Day One - doesn't really count because my vacation hold didn't. Hold, that is. My paper was delivered as always. While I walked the dogs I remembered how thorough and engrossing the coverage had been of the Tuscon tragedy. Would I have wanted to miss that? And in the paper I read an interesting article on the Big Horn Sheep overpasses on the highway by the Hoover Dam. This article was listed on my iGoogle, but I don't know that I would have been as interested by the headline without the photo.
Day Two - this time the vacation hold held. I had no paper intentionally for the first time in at least 20 years. AHHH!. Moment of panic. With my breakfast I read a fascinating article in the Smithsonian on the various wavelength telescopes that are perusing our universe. The article included some of the most beautiful photographs I have ever seen.
At work, I skimmed my iGoogle headlines, but nothing caught my interest.
Day Three - ate my bagel breakfast while catching up on Twitter on my phone. I tried to read comic strips on my phone but the print was way, way too small, even with readers on.
Again, the iGoogle headlines interested me not.

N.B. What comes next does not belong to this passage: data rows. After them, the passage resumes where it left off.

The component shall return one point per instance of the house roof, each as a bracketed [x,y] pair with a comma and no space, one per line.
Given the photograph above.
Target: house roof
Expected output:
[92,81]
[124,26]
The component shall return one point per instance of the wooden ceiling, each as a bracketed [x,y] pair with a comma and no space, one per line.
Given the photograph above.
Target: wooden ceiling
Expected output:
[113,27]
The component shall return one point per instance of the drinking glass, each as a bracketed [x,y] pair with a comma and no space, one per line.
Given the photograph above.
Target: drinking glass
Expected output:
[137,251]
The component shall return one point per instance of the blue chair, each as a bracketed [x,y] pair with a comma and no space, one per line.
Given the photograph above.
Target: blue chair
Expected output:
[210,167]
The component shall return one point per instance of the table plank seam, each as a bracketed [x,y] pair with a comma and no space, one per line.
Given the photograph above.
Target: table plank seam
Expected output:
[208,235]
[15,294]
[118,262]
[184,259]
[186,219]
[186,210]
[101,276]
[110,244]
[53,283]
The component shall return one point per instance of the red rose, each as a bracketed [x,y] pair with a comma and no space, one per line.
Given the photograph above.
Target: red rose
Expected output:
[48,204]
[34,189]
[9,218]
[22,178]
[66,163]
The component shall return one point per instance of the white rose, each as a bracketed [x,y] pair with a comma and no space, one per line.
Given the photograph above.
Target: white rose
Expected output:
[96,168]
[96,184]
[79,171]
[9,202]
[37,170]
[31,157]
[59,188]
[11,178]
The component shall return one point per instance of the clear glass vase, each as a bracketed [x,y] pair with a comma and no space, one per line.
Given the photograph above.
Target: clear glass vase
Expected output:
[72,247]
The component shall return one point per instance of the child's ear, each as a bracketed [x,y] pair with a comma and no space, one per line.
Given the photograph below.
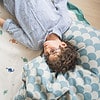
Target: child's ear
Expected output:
[63,44]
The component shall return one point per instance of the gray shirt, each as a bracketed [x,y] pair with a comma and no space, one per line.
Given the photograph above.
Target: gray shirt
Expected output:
[37,19]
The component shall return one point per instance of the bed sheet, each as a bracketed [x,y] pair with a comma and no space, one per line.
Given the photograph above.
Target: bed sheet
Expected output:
[13,56]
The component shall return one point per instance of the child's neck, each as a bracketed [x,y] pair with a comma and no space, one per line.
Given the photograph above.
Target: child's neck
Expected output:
[52,36]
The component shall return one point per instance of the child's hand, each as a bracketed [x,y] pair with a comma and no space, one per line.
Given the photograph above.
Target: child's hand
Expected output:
[1,22]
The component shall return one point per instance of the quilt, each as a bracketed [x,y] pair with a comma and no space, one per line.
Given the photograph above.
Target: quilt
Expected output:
[21,70]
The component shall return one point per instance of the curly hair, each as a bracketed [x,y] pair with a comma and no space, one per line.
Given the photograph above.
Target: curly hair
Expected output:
[67,59]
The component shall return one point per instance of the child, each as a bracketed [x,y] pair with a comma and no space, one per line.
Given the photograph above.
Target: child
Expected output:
[41,24]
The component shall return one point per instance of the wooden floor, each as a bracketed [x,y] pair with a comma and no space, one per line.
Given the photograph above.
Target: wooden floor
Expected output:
[91,10]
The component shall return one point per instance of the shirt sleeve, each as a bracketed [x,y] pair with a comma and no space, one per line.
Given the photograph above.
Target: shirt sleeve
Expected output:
[17,33]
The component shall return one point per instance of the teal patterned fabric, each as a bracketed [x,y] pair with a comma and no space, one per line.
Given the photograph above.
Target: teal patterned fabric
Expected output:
[82,84]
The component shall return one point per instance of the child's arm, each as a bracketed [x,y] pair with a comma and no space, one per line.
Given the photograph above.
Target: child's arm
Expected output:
[1,22]
[16,32]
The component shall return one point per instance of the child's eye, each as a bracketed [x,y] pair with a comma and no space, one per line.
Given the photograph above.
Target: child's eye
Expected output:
[52,51]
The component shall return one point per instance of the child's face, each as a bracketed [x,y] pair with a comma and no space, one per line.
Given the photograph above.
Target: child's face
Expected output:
[52,49]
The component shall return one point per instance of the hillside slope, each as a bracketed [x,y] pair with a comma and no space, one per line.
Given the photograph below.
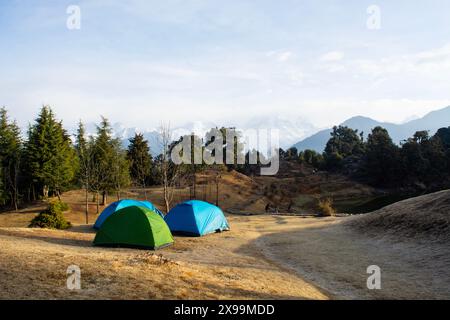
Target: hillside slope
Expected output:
[426,216]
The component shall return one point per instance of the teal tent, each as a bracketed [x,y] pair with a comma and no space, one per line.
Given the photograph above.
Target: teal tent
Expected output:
[197,218]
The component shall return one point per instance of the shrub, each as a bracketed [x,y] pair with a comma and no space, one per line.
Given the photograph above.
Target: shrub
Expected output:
[52,217]
[325,207]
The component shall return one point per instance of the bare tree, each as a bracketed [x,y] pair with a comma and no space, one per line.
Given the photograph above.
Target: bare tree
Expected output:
[168,170]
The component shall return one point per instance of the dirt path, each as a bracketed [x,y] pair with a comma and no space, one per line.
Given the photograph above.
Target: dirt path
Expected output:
[336,258]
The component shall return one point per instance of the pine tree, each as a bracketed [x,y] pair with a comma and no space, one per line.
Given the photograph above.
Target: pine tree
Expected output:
[10,156]
[50,160]
[111,169]
[85,168]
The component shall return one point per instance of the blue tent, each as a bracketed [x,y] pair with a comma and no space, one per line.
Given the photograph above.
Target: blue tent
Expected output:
[116,206]
[196,218]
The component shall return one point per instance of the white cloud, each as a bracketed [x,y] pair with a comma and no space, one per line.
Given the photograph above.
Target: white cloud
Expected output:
[332,56]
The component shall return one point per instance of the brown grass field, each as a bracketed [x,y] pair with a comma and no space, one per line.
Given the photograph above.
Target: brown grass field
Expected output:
[264,256]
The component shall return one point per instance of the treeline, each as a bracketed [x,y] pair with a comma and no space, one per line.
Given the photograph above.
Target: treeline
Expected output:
[420,162]
[47,161]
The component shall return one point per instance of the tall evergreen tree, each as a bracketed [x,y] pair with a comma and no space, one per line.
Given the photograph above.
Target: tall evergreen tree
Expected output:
[382,162]
[111,169]
[50,160]
[10,156]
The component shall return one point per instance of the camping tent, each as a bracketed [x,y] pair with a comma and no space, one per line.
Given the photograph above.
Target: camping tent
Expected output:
[197,218]
[118,205]
[134,227]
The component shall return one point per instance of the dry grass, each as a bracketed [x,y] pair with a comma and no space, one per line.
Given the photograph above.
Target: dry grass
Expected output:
[263,257]
[33,263]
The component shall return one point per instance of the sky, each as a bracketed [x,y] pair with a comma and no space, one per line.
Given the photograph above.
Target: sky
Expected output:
[143,62]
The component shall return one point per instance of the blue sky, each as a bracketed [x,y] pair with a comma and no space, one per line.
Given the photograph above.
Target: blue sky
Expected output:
[141,62]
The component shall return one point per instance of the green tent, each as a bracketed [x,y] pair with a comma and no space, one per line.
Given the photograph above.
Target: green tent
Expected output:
[134,226]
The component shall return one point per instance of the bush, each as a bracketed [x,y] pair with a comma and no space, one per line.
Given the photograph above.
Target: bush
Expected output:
[325,207]
[52,217]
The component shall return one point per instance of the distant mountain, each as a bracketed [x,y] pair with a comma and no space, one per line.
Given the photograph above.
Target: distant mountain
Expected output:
[398,132]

Day Four - in Smithsonian magazine I read an interesting article on Samuel Eliot Morrison, a World War II historian that wrote a fifteen volume History of United States Naval Operations in World War II.
News? What news.
Day Five - for some reason, in my driveway there is a copy of the East Valley Tribune. I flip through it with breakfast, thinking it will curb my news hunger. I am not impressed. And it carries hardly any comic strips. I abandon it to pore through a Leanin' Tree greeting card catalog.
At work, I overhear a conversation about Charlie Sheen's spectacular, incoherent rant and check it out on-line. Maybe news by water cooler can keep me current?
Day Six - I am starting to feel uninformed and disconnected. I miss the columnists I read daily and weekly. I soothe myself with the new issue of SyFy magazine.
Day Seven - Sunday. I am lost without my paper. The Sunday issue is full of fluff and folderol that I don't read, but it has my Sunday comics, the Brand column (which I can't find on-line), and the pet of the week. I read part of Mental Floss magazine with breakfast.
Afterward, I decide to order the net book I have been contemplating. Perhaps I can use it to read the news with my breakfast.
Printless does not have to mean news less.